How much flakiness do you tolerate in end to end tests?

kersplort@programming.dev · edit-2 1 year ago

How much flakiness do you tolerate in end to end tests?

kersplort@programming.dev · 1 year ago

My team has just decided to make working smokes a mandatory part of merging a PR. If the smokes don't work on your branch, it doesn't merge to main. I'm somewhat conflicted - on one hand, we had frequent breaks in the smokes that developers didn't fix, including ones that represented real production issues. On the other, smokes can fail for no reason and are time consuming to run.

We use playwright, running on github actions. The default free tier runner has been awful, and we're moving to larger runners on the platform.

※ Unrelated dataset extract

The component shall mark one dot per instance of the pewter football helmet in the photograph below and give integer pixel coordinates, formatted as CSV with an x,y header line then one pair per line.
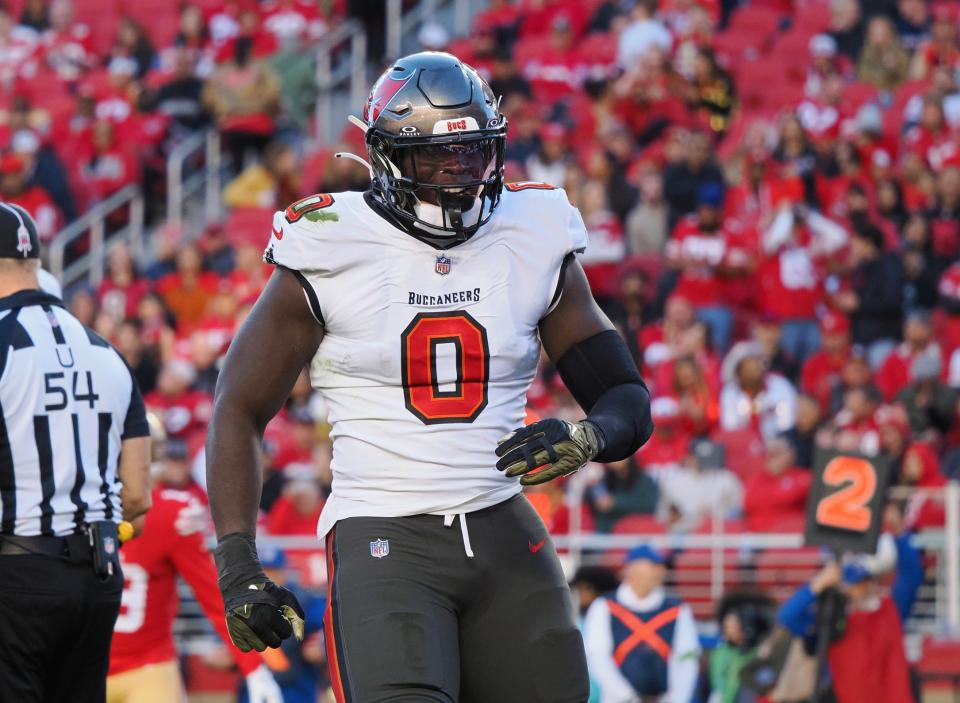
x,y
435,138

We have a retry policy on any smokes that need to run in a step by step order, and we aggressively prune and remove smokes that frequently fail or don't test for real issues.

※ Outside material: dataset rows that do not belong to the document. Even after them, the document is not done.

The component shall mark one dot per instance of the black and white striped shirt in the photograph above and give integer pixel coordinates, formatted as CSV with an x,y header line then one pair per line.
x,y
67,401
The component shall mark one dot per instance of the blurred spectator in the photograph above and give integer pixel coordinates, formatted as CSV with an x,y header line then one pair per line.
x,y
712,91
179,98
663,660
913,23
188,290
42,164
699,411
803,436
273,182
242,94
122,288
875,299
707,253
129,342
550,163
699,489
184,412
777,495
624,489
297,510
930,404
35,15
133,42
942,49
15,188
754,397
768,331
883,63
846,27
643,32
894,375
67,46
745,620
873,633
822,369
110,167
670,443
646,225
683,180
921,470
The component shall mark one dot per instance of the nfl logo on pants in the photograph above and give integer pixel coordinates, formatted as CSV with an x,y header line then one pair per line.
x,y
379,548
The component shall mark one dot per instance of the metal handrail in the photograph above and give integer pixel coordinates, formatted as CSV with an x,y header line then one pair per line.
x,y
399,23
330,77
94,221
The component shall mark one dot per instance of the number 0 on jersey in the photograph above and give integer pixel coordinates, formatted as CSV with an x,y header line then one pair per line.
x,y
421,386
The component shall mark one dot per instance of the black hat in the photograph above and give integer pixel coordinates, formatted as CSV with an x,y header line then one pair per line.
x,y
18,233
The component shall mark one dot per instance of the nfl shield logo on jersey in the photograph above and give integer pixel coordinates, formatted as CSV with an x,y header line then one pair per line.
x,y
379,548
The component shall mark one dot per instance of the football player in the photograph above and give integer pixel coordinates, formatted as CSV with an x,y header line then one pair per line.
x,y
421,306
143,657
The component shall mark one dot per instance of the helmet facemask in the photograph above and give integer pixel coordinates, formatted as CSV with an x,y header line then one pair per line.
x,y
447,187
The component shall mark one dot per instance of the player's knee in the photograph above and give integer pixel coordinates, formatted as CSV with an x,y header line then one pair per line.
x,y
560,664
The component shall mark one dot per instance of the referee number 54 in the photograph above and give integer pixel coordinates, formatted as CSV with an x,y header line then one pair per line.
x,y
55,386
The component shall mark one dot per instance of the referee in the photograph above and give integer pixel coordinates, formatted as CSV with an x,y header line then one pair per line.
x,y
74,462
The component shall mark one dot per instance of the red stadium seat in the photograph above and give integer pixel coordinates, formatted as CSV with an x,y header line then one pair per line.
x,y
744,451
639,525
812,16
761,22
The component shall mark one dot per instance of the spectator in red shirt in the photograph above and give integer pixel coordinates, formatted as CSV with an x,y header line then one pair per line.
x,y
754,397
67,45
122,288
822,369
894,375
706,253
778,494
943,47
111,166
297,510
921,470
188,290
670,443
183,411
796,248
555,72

souperk@reddthat.com · 1 year ago

As always I would say there is a huge "it depends".

For context, I am part of a small team of engineers, working on a relatively new product, we have continuous deployment setup for our release branches. We prefer many small PRs, think at least a PR a day per engineer.

I am responsible for setting up a new e2e test suite right now, so it's possible I reconsider later on. But, there are a couple lessons learned from our previous iteration.

Our pipeline was slow (20-30 mins), flakiness was a no go. Decreasing pipeline time increased tolerance for flakiness.
Flakiness on the pipeline translated to flakiness on the production instances. When we started caring for those our sentry got much more happy.
We didn't have the time to go back and fix issues, so we stopped having nightlies. If it's important enough we should block merging on main and fix it.